Compliance is straightforward. When you contribute code, you simply need to "sign off" on your commits. You do this by adding a Signed-off-by line to your Git commit messages:
Signed-off-by: Your Real Name your.email@example.com
Using the -s flag with git commit
The easiest way to do this is to use the -s or --signoff flag when making your commit:
git commit -s -m "Your descriptive commit message here"This automatically appends the Signed-off-by line to your commit message using the name and email address configured in your local Git settings. Ensure your Git user.name and user.email are set correctly to your real name and a valid email address.
By adding the Signed-off-by line, you are certifying to the following (from developercertificate.org):
Developer Certificate of Origin Version 1.1
Copyright (C) 2004, 2006 The Linux Foundation and its contributors.
Everyone is permitted to copy and distribute verbatim copies of this license document, but changing it is not allowed.
Developer's Certificate of Origin 1.1
By making a contribution to this project, I certify that:
(a) The contribution was created in whole or in part by me and I have the right to submit it under the open source license indicated in the file; or
(b) The contribution is based upon previous work that, to the best of my knowledge, is covered under an appropriate open source license and I have the right under that license to submit that work with modifications, whether created in whole or in part by me, under the same open source license (unless I am permitted to submit under a different license), as indicated in the file; or
(c) The contribution was provided directly to me by some other person who certified (a), (b) or (c) and I have not modified it.

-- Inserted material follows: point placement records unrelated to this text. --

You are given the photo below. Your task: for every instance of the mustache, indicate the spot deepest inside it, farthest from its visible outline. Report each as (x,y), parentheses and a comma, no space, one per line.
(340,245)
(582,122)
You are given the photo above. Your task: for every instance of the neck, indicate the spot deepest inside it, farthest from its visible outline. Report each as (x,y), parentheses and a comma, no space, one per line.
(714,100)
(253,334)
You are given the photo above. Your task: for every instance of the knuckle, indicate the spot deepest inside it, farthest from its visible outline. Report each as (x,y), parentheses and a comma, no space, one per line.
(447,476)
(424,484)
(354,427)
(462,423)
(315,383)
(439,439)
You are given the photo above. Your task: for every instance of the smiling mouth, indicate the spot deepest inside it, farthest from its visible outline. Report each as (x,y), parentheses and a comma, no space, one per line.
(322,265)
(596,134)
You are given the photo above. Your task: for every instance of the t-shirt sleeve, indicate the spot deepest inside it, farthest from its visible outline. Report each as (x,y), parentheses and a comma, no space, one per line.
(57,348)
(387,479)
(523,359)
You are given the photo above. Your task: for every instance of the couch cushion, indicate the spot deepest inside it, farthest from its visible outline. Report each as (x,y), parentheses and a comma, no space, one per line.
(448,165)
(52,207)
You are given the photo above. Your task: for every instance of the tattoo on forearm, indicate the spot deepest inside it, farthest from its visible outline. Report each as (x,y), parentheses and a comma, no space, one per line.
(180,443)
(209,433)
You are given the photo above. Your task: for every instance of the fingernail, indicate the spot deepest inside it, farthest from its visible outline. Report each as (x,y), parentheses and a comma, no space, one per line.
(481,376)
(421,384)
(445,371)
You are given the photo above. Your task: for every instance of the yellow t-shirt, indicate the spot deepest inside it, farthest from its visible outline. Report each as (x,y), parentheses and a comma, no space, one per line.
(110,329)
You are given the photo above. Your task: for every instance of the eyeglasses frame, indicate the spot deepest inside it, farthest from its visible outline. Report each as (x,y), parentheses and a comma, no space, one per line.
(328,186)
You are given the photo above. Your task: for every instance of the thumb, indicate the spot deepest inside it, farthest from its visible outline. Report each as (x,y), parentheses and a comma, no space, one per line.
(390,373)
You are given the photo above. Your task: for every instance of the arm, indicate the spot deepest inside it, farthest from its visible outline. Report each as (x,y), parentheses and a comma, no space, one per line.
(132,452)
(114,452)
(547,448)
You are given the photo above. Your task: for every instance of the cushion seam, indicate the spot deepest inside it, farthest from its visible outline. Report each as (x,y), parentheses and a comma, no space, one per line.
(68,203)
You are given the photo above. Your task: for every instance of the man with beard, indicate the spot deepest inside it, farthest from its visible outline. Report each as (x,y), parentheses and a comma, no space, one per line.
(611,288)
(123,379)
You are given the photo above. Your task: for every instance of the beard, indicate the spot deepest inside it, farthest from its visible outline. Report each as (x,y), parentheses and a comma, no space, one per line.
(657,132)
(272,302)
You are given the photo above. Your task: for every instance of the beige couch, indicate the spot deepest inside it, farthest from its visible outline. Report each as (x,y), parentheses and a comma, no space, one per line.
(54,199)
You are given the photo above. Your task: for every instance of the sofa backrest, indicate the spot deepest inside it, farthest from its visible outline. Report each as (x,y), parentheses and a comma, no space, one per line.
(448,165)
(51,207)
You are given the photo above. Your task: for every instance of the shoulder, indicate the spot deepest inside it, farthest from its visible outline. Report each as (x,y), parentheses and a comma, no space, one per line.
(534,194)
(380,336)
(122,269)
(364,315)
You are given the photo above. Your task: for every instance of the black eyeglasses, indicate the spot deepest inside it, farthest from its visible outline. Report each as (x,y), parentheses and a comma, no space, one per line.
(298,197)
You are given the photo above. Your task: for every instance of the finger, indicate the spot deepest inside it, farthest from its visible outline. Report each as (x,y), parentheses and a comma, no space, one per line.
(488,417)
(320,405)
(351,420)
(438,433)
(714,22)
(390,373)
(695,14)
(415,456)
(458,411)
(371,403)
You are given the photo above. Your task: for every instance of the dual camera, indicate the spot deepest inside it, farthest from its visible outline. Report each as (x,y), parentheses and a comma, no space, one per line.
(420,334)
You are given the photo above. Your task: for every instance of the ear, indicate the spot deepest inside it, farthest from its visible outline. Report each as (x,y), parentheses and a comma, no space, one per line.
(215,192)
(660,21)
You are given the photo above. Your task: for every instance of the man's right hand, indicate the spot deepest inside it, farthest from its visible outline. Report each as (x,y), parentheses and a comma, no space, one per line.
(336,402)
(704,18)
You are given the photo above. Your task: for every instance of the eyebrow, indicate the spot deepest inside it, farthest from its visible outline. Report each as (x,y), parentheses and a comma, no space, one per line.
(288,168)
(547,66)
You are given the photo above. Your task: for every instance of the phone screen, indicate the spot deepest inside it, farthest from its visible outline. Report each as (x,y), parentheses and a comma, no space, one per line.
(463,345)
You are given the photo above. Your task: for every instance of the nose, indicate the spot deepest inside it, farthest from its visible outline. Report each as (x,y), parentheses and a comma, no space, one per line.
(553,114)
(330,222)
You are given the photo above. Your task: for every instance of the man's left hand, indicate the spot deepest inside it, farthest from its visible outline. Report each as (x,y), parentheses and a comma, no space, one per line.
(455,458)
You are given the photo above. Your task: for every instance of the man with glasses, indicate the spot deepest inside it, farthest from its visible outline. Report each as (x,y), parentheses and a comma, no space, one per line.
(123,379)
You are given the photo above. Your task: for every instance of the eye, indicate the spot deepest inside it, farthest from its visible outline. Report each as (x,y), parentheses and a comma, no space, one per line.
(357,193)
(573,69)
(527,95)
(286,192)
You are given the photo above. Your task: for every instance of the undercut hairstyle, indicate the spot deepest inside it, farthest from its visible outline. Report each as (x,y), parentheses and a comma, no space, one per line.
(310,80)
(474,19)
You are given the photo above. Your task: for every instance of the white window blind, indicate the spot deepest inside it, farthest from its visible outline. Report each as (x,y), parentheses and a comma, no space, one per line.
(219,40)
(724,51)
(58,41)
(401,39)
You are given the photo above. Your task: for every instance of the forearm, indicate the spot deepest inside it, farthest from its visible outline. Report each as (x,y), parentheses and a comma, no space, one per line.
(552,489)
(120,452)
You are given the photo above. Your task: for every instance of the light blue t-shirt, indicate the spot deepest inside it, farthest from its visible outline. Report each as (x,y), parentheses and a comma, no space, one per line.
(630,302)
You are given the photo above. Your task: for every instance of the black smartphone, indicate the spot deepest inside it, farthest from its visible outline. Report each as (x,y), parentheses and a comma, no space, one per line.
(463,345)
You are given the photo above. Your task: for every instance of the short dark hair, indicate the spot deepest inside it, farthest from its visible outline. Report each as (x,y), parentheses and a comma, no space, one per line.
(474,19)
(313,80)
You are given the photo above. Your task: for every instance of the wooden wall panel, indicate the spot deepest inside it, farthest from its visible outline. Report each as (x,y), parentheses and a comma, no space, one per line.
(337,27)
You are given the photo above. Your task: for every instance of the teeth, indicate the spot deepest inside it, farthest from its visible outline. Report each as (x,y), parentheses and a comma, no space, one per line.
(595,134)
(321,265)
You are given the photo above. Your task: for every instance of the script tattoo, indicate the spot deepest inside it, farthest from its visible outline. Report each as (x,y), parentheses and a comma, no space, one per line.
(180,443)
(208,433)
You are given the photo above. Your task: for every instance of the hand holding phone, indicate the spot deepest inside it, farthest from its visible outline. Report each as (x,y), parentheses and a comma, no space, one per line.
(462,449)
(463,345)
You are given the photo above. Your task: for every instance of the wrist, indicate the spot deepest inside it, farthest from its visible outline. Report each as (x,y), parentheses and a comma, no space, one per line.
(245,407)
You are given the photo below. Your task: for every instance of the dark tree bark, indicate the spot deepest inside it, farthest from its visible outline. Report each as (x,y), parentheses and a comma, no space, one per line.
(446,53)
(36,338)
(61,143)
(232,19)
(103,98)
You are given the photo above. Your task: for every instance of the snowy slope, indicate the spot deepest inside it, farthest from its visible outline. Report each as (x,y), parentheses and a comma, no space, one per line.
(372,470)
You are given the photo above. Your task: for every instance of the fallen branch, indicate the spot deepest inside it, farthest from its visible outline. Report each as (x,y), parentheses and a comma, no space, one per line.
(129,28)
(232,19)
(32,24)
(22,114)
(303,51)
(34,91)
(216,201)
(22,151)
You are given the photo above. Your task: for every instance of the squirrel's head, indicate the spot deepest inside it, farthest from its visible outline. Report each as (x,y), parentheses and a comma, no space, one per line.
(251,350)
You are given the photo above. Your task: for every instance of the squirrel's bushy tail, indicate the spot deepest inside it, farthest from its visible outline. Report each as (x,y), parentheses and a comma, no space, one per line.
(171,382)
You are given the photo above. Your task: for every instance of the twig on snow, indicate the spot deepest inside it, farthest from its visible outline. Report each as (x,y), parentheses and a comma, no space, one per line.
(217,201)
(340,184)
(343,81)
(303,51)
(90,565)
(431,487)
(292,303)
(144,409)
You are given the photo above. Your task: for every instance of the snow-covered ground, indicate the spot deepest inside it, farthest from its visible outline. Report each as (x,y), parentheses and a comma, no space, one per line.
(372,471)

(d) I understand and agree that this project and the contribution are public and that a record of the contribution (including all personal information I submit with it, including my sign-off) is maintained indefinitely and may be redistributed consistent with this project or the open source license(s) involved.
Please use your real name (not a pseudonym or anonymous contributions) in the Signed-off-by line.
If you have already made commits without signing off, you can amend your previous commits:
For the most recent commit:
git commit --amend -sIf you need to update the commit message as well, you can omit the -m flag and edit it in your editor.
For older commits: You will need to use interactive rebase:
git rebase -i --signoff HEAD~N # Replace N with the number of commits to rebaseFollow the instructions during the interactive rebase. You might need to force-push (git push --force-with-lease) your changes if you've already pushed the branch. Be careful when force-pushing, especially on shared branches.
We appreciate your contributions and your adherence to this process ensures the legal integrity of the project for everyone involved. If you have any questions about the DCO, please don't hesitate to ask.